Mais, la minorité statistiquement évaluée, évoquée dans ce reportage dont je fais partie pèse 14% des Francais: ceux qui ont envie d'essayer le bondage/BDSM.
Les premiers débats sur les sex-toys, les poupées, les boites d'échangisme, et le strip-tease m'ont plus ou moins laissé de marbre. Par contre, la partie sur le bondage m'a beaucoup plus affecté. C'est en fait la seule qui m'ait véritablement "exité".
Non, jamais une fille à poil ne m'a fait bander, et un mec à poil encore moins.
Par contre, ce soir, je comprends soudainement pourquoi je déteste les caleçons.
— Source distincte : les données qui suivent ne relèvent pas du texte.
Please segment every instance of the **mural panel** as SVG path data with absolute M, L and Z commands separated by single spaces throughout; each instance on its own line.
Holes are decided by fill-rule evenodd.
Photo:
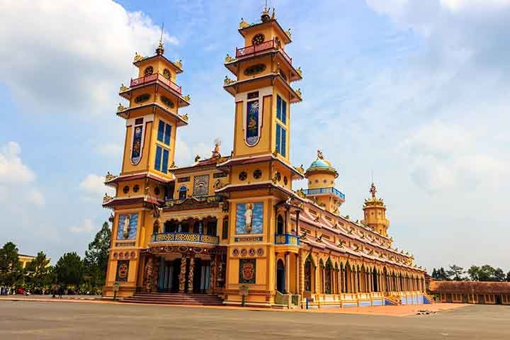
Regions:
M 264 203 L 238 204 L 236 210 L 236 234 L 262 234 Z
M 246 144 L 253 147 L 260 138 L 260 118 L 259 117 L 259 100 L 246 103 Z
M 117 227 L 117 239 L 135 239 L 138 225 L 138 214 L 121 215 Z
M 239 260 L 239 283 L 255 283 L 256 260 L 241 259 Z
M 131 145 L 131 163 L 136 165 L 140 163 L 142 159 L 142 135 L 143 132 L 143 125 L 137 125 L 135 127 L 133 132 L 133 140 Z

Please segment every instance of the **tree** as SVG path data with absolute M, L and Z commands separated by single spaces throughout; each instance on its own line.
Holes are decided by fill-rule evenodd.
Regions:
M 51 279 L 48 277 L 50 267 L 50 259 L 46 257 L 43 251 L 39 251 L 35 259 L 27 264 L 25 271 L 30 278 L 35 286 L 42 286 L 51 284 Z
M 62 285 L 78 285 L 83 279 L 83 261 L 74 251 L 62 255 L 55 270 L 58 282 Z
M 7 242 L 0 249 L 0 282 L 13 285 L 21 276 L 18 247 L 13 242 Z
M 504 281 L 506 278 L 504 271 L 501 268 L 497 268 L 494 271 L 494 281 Z
M 496 269 L 488 264 L 482 266 L 478 271 L 478 280 L 480 281 L 494 281 L 495 276 Z
M 95 286 L 104 284 L 110 241 L 110 226 L 108 222 L 105 222 L 101 230 L 96 234 L 94 241 L 89 244 L 89 250 L 85 251 L 85 273 L 90 276 L 91 283 Z
M 470 278 L 470 280 L 472 281 L 479 281 L 480 280 L 480 267 L 478 266 L 471 266 L 469 269 L 468 269 L 468 276 Z
M 446 271 L 446 276 L 449 280 L 460 281 L 462 280 L 461 275 L 464 273 L 464 268 L 455 264 L 450 266 L 450 269 Z

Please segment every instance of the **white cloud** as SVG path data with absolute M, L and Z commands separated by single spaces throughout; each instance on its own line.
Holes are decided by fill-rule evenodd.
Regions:
M 0 148 L 0 183 L 28 183 L 35 178 L 33 171 L 23 164 L 21 148 L 8 142 Z
M 145 14 L 109 0 L 0 0 L 0 8 L 9 28 L 0 30 L 2 80 L 33 113 L 114 110 L 120 82 L 134 72 L 135 52 L 153 53 L 160 35 Z M 178 43 L 167 34 L 164 40 Z
M 84 220 L 79 225 L 74 225 L 69 227 L 69 230 L 71 232 L 81 233 L 81 232 L 90 232 L 94 230 L 94 226 L 92 224 L 92 220 L 89 218 Z
M 38 189 L 32 189 L 28 194 L 27 200 L 40 207 L 44 206 L 45 203 L 44 195 Z
M 122 156 L 123 147 L 118 144 L 106 143 L 96 147 L 96 151 L 103 156 L 120 157 Z

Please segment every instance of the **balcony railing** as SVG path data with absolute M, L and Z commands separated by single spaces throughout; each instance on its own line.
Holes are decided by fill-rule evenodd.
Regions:
M 182 89 L 181 86 L 165 77 L 163 74 L 159 74 L 159 73 L 154 73 L 149 76 L 142 76 L 140 78 L 137 78 L 136 79 L 131 79 L 131 87 L 138 86 L 156 80 L 164 84 L 178 94 L 182 94 Z
M 290 244 L 299 246 L 301 240 L 293 234 L 275 234 L 275 244 Z
M 217 244 L 217 236 L 204 235 L 193 232 L 159 232 L 152 234 L 152 242 L 197 243 Z
M 334 193 L 342 200 L 345 200 L 345 195 L 341 191 L 334 188 L 317 188 L 317 189 L 302 189 L 302 192 L 307 196 L 320 195 L 321 193 Z
M 287 55 L 287 53 L 285 53 L 285 51 L 282 50 L 281 47 L 275 42 L 274 39 L 266 41 L 259 45 L 252 45 L 242 48 L 236 47 L 236 58 L 239 58 L 239 57 L 246 57 L 247 55 L 251 55 L 259 52 L 266 51 L 268 50 L 278 50 L 281 52 L 282 55 L 283 55 L 287 61 L 292 64 L 292 58 Z

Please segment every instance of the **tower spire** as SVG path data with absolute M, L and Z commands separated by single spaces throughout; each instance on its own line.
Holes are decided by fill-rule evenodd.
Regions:
M 159 44 L 158 48 L 156 49 L 156 54 L 157 55 L 163 55 L 164 53 L 164 47 L 163 47 L 163 28 L 164 27 L 164 22 L 162 23 L 162 32 L 159 35 Z

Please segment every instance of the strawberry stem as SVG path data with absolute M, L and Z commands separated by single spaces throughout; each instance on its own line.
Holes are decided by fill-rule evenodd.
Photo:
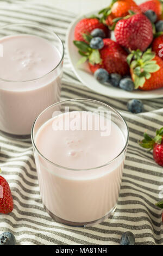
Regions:
M 163 127 L 160 130 L 157 130 L 156 133 L 156 136 L 152 138 L 146 132 L 145 132 L 143 135 L 144 139 L 138 142 L 139 145 L 142 148 L 149 149 L 149 150 L 151 150 L 153 149 L 155 143 L 161 144 L 162 141 Z

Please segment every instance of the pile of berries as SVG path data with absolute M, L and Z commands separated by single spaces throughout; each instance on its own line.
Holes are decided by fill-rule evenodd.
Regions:
M 74 30 L 74 45 L 99 82 L 132 92 L 163 87 L 163 11 L 159 0 L 112 0 Z M 115 41 L 111 40 L 114 33 Z M 162 53 L 162 54 L 161 54 Z

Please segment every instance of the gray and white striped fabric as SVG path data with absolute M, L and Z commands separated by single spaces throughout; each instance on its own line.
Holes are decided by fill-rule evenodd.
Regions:
M 46 1 L 45 2 L 46 3 Z M 38 3 L 38 2 L 37 2 Z M 1 1 L 0 25 L 27 22 L 52 28 L 65 43 L 66 29 L 76 15 L 34 1 Z M 163 126 L 162 99 L 144 100 L 145 112 L 132 114 L 126 100 L 97 95 L 83 86 L 65 57 L 61 100 L 85 97 L 101 101 L 119 111 L 129 127 L 130 141 L 117 208 L 113 216 L 89 228 L 73 228 L 53 221 L 40 197 L 32 144 L 0 136 L 2 175 L 12 191 L 14 209 L 0 214 L 0 233 L 10 231 L 17 245 L 118 245 L 122 234 L 130 230 L 136 245 L 163 245 L 161 211 L 155 206 L 163 185 L 163 169 L 151 153 L 137 144 L 143 132 L 151 135 Z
Mes plus vieux souvenirs sur le sujet sont antérieurs à mes 6 ans; clairement. Des plus anciennes choses dont je me souviennent de ma vie, une bonne moitié concerne les jeux de corde (style "indiens"); non pas "foulard", mais bien "corde".
Le reportage explique une chose assez évocatrice pour moi: "le fantasme de s'abandonner à l'autre". Ca, me touche profondément. Ils évoquent d'autres aspects: se froler, enssèrement (le sujet favori de Temple Grandin), l'abdon, la sensualité ... avec ou sans sexualité.
Ca, ca me parle beaucoup: le fantasme est avant tout une question spirituelle: ca se passe dans la tête. A mon gout, le BDSM est un magnifique stimulant, et pourrait apporter une jouissance "mentale" bien au-dela des choses "physiques".
- mes plus vieux souvenirs d'enfance ont des jeux de corde
- j'ai toujours été disposé à m'offrire physiquement à certaines personne
- vieux penchants pour le BDSM
- besoin d'enssèrement (très bien décrit dans les thèses sur l'autisme): me rouler serré très fort dans mes braps, ma couette, me relaxer en posant des objets lourds/pesants sur mon corps
- préférence des slips sur les caleçons
Pour ne citer que ce qui a plus de deux ans ... sont pour moi autant d'éléments "cohérents" de ma vie.
Plus récement, donc, peut etre sujets à "aprofondissement":
- mon besoin (aux dépends de mes protagonistes, dont certains de mes lecteurs se reconnaitront peut etre) de m'offrire complètement à l'autre, à commencer par le sens affectif, sans retenue, au point qu'on me trouve "lourd".
- certains de mes lecteurs pourront témoigner que j'ai parfois eu un discours sans aucune réserve, ou je m'offre volontier, complètement
- un besoin "sensible" de dormire avec une personne contre moi
- un besoin inné, certains soirs, d'avoir une personne allongée sur moi.
Notez que le dernier point est cohérent avec la biographie de Temple Grandin, et contradictoire avec la vision ordinaire de la sexualité (qui montre "le plus souvent" la femme dessous, et l'homme dessus). Ceci est donc révélateur pour moi que ce besoin n'est pas "sexuel", mais "sensuel".
... ou, si il est sexuel, c'est que mes "pulsions sexuelles" sont "différentes" de celles des scénaristes de la TV Francaise :) Mais bon, vu que je cherche pas spécialement à me renseigner sur le sujet, je parle de ce qu'on voit distraitement dans les films ordinaires; je ne fréquente pas le cinématographie X.